Oral Presentation: Immune Checkpoint Inhibitor Nivolumab in People with Recurrent Select Rare CNS Cancers: Results of Interim Analysis in a Heavily Pretreated Cohort
Received Abstract Award for Excellence in CNS Rare Disease
Presenter: Marta Penas-Prado
Ying Yuan, Kathleen Wall, Elizabeth Vera, Ukeme Ikiddeh-Barnes, Katie Blackburn, Claudia Chambers, Nivi Ratnam, Stephen Frederico, Alvina Acquaye, Kenneth Aldape, Nicole Briceno, Anna Choi, Alexa Christ, Varna Jammula, Heather Leeper, Jason Levine, Matthew Lindsley, Jennifer Reyes, Kayla Roche, James Rogers, Michael Timmer, Lisa Boris, Eric Burton, Nicole Lollo, Marissa Panzer, Lily Polskin, Valentina Pillai, Martha Quezado, Brett Theeler, Jing Wu, Terri Armstrong, Mark Gilbert
Data supporting the use of the immunotherapy drug nivolumab in rare central nervous system (CNS) tumors is limited.
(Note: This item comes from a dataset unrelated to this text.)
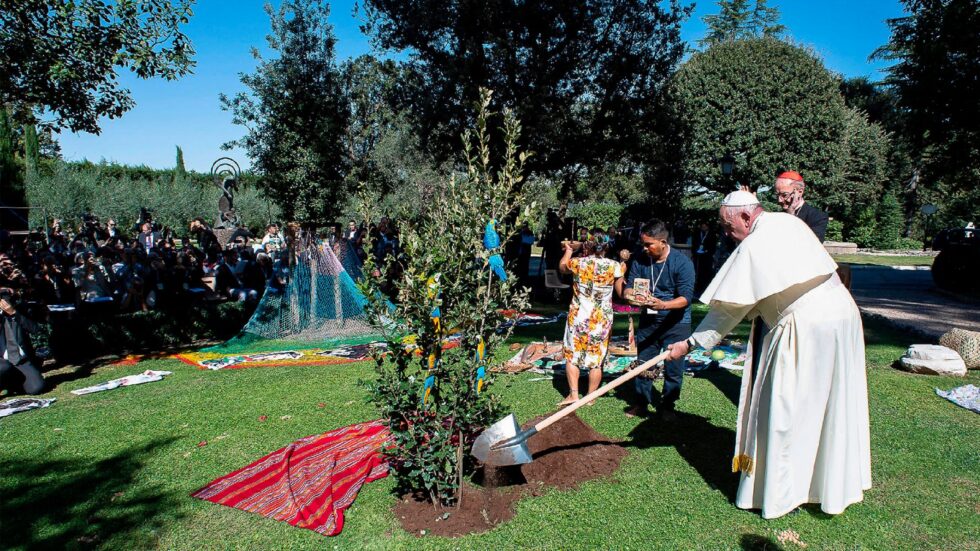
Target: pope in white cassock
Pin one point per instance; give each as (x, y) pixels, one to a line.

The immune checkpoint inhibitor phase II clinical trial launched in 2017 at the NOB, under the cancer moonshot funded program NCI-CONNECT, is designed to test whether stimulating the immune system using nivolumab is effective and can shrink or control the growth or spread of specific types of recurrent rare brain or spine tumors. The trial is also testing the changes that nivolumab induces in immune cells in peripheral blood during treatment and whether nivolumab can improve the symptoms of people with these tumors.
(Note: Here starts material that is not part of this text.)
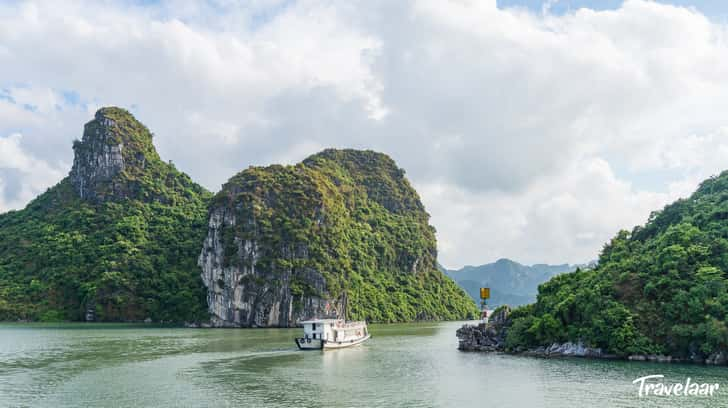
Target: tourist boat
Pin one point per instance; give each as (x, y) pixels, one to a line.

Efficacy is measured by disease control rate in two cohorts. Those who are heavily pretreated with three or more prior therapies and those who are non-heavily pretreated with less than three prior treatments. Prior therapies include radiation and/or standard or investigational drugs. The study reports efficacy and safety results from a planned interim analysis - data that is collected before the study has been completed - in the heavily pretreated cohort. The objective of an interim analysis in a clinical trial is to check if it is appropriate to continue the study or to terminate it prematurely, based on efficacy and toxicity data obtained so far.
The trial plans to enroll a total of 150 patients, 75 in each cohort. Nivolumab treatment is given every two weeks (four doses) and then every four weeks (14 additional doses).
As of March 10, 2021, an interim analysis determined that the disease control rate exceeded the minimum required to pass the interim analysis in the heavily pretreated cohort and continue the trial. Among 30 patients, five achieved stable disease for more than six months. The side effects from nivolumab were similar in frequency and type with previous experience in other cancers.
The clinical trial has recently expanded to many centers in the NCI-CONNECT network to reach more people which will accelerate accrual to this trial cohort to reach a total of 75. The network is also continuing to enroll patients to the non-heavily pretreated cohort as the minimum enrollment for interim analysis in this cohort has not been reached yet.